New SHC chief justice promises to root out corruption from judiciary
KARACHI: Sindh High Court Chief Justice Sajjad Ali Shah on Monday said that corruption among judicial officers or court staff would not be tolerated at any cost and the policy to root out the menace from the judiciary would continue.
This he said while briefly talking to the media persons shortly after taking the oath as the 24th chief justice of the SHC from Governor Ishratul Ibad at a simple and prestigious ceremony on the high court premises.
CJ Shah, who was appointed an SHC judge on Oct 25, 2005, became the first chief justice of the SHC to take the oath in Urdu.
Rangers chief Major General Bilal Akbar, provincial police chief, sitting and former judges of the high court and senior lawyers also attended the ceremony.

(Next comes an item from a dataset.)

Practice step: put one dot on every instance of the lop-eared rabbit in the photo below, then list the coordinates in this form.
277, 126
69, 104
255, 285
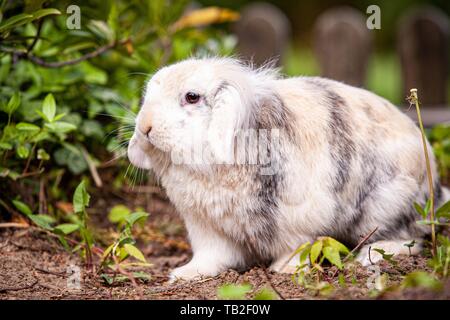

In response to a question, the chief justice said that over 40,000 cases were pending disposal at the SHC across the province. He said that efforts would be made to dispose of the cases filed till 2000 by June 2016.
Born on Independence Day in 1957 in Karachi, CJ Shah, son of an electronics engineer working in the Pakistan Air Force, received his early education in different parts of the country.
He was among those judges who refused to take the oath under General Pervez Musharraf’s Provisional Constitution Order (PCO) in 2007.
After graduating from Government Islamia College, Karachi, and obtaining a Bachelors of Law degree in 1984 from S.M. Law College, CJ Shah entered the legal profession in 1985 and practised at the bar for 20 years.
During his legal practice, he represented the federal government in many important cases before the Supreme Court and the high courts.
The chief justice, who did Masters in Law in 1988, was also a visiting faculty at S.M. Law College, Karachi, from 1995 till his elevation to the bench.
He was appointed standing counsel for the federal government in 2002 and thereafter as deputy attorney general in 2004.